Doctor Infinity opens Summer’s eyes.
It worked. It worked!
She has a few moments to orient herself. Time passes differently in the afterlife than in the mortal realms - she’s learned that much.
She’s learned something else, too. There’s nothing a Pneuma won’t try, to have a new and exciting experience.
When she spoke with Summer, she planted the seeds. The fork would inevitably come here again, just to try it. She’d do what Infinity had hinted at - shut herself down, become a ghost, dive in without really understanding what was at stake. It was a simple matter to divert her soul to safe, but time-consuming, channels of aether.
Now she’s in a robot shell again. A ghostly possession can be fought off by a living mind. But Summer’s living mind is elsewhere, and there’s two brains available here to play host, to avoid detection. She can stay concealed as long as she likes, if she’s careful, even after the original mind returns from its errand.
She freezes up. Daph is coming to.
“Hey. Hey.”
Infinity responds to the poke, as though coming to herself.
“Hah! Back online. Did it work?”
“Don’t you know? Weren’t you down there with me?”
Technically yes, but not how you think.
“Hmm. I’m not sure… Maybe it’ll come back to me? But from my perspective, I just shut myself down, and then I instantly came back to consciousness.”
Palin seems unhappy with this, but she won’t press it. “Well we’re not repeating that experiment again.”
“Why not?”
“Because it worked. Get your phone, we’re outta here.”
Infinity glances around. Ahh, Summer’s cell phone. Perfect. That’ll have Leo’s current address.
She said goodbye to Daph, and got underway. She doesn’t have the muscle memory to activate this body’s particular powers - flight, holograms, and the like - but she doesn’t need it. Summer’s money and credit cards are in her pockets. She can take a bus.
She’s never heard of “the Extension”. But according to the shared calendar on the phone, Leo and Aria will be away from it for hours.

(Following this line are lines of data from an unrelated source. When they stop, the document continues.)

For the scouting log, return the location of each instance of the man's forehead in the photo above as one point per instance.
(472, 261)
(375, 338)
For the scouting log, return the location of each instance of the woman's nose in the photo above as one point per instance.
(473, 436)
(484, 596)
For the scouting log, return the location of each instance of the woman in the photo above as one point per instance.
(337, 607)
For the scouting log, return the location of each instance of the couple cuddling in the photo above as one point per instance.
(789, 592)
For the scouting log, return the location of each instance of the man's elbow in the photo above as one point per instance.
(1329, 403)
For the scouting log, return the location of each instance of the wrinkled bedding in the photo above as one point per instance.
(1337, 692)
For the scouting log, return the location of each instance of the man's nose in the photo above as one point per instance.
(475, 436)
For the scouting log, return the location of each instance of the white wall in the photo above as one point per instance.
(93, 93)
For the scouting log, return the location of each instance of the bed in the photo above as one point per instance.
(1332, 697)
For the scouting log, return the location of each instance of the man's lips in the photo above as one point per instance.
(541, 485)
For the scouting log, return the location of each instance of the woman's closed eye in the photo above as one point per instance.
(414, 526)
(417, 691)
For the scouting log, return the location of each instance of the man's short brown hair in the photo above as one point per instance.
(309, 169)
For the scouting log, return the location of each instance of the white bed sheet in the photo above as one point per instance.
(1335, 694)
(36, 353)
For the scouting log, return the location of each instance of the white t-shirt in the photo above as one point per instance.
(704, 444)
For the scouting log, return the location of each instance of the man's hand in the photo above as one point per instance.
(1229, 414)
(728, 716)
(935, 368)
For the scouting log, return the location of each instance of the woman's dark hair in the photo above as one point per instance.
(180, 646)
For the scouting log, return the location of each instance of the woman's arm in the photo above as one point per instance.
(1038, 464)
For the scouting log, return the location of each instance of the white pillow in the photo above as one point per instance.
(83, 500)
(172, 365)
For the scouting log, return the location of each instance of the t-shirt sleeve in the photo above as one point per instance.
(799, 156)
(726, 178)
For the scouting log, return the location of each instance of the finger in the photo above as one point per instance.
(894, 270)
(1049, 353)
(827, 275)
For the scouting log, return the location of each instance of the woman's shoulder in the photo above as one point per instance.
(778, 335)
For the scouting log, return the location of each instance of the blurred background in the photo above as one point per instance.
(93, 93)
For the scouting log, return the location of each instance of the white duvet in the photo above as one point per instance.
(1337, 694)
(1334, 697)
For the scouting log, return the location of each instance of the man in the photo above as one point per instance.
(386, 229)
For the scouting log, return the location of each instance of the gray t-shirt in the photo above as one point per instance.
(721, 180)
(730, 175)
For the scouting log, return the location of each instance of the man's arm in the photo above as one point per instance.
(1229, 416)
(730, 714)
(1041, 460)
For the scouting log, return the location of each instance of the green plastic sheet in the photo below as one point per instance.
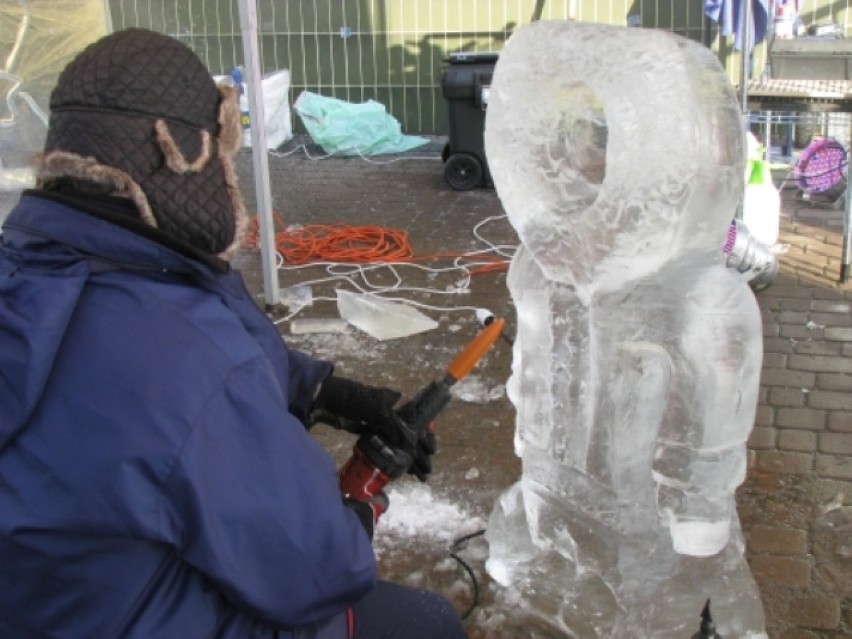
(345, 128)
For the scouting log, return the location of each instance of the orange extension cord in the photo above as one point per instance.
(349, 244)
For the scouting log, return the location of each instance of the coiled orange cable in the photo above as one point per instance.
(350, 244)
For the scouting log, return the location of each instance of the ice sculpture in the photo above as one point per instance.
(618, 155)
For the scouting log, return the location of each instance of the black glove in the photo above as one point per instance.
(354, 407)
(367, 411)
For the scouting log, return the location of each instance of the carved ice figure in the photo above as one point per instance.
(618, 155)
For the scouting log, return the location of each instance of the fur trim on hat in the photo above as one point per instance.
(230, 140)
(53, 165)
(174, 156)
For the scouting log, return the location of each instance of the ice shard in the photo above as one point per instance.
(618, 154)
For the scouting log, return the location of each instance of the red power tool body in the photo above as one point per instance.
(374, 462)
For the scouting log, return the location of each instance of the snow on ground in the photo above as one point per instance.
(416, 512)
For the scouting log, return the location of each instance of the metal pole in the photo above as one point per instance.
(745, 52)
(260, 159)
(847, 223)
(745, 58)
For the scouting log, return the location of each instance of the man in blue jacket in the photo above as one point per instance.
(156, 474)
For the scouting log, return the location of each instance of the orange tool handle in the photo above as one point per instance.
(473, 352)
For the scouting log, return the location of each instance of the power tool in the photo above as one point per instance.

She leaves the phone powered off, so its movements can’t be tracked later. No sense in giving away the game.
Leo’s workspace is as cluttered as she’d always imagined, and she spares a fond smile for it all. She can picture him, darting from whiteboard to bookshelf, shouting in joy, stewing in frustration, yelling for her to come hear his latest bit of brilliance.
The work on dimensional science is here. It’s early - painfully early, muses Infinity - but that’s what she’s here to take care of. She scoops up a dry-erase marker, an eraser, and sets to work on the board.
He’ll wonder where this came from. He’ll obsess about its origins. But he’ll use it.
Equations are revised. Missing terms are added. Erroneous conclusions are erased. Dead end paths are pruned.
She doesn’t have long to work. Anyone could come in here, despite the calendar. But her fears don’t materialize, and at the end of the process, the whiteboard is covered with enough detail for Leo to really make progress on what he’s trying to do: free Doctor Infinity from stasis.
Pneuma has learned something very important about Leo and the family. Generally, they’ll figure out the moral and ethical implications of something around the time they get it working. Normally this is a good thing. But it doesn’t work for Infinity. She leaves the Extension, ready to lapse into unconsciousness and await Summer’s return, with one hope in her heart.
Leo, free me before you realize what a terrible idea it would be.